Team without stars my big hairy fat arse.

The Eighties were the best of times to be a blue — but they could have been so much better. Too often we froze when we played Liverpool during big matches and we were robbed of our real glory years by things beyond our control and a piss poor boardroom of hollow men who have led us by the nose to where we are now.

So lads, next time you’re at the game and we’re playing shit, and the boo boys are howling for the manager’s head and the central defender’s looking like a statue, the centre forward’s first touch is like a mallet on golf ball, the midfield have forgotten how to pass a ball forward and the new rising star is playing like an aged diva who’s knocked back half a bottle of gin — remember, all it takes is one misplaced back pass for a revolution to start — I'll see you at the barricades if it does!

Responses:

I agree with what you said, about us being a team of no stars.

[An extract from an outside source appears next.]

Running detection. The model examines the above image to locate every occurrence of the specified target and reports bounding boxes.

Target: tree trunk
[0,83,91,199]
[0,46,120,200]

The team was the star, but as for bad management being the main downfall of our success, I'm afraid i'll always blame that Euro ban. How the hell could any rising team cope with that? When you have hungry players wanting the best of success, of course they are going to leave and join a club that plays in the European competitions, that goes for the manager too. Oh, by the way Liverpool survived it because they had created their name to be a selling product. Bet if the ban had happened in '76 before they won their first Euro cup we would be watching them play Preston this coming weekend now in the Championship.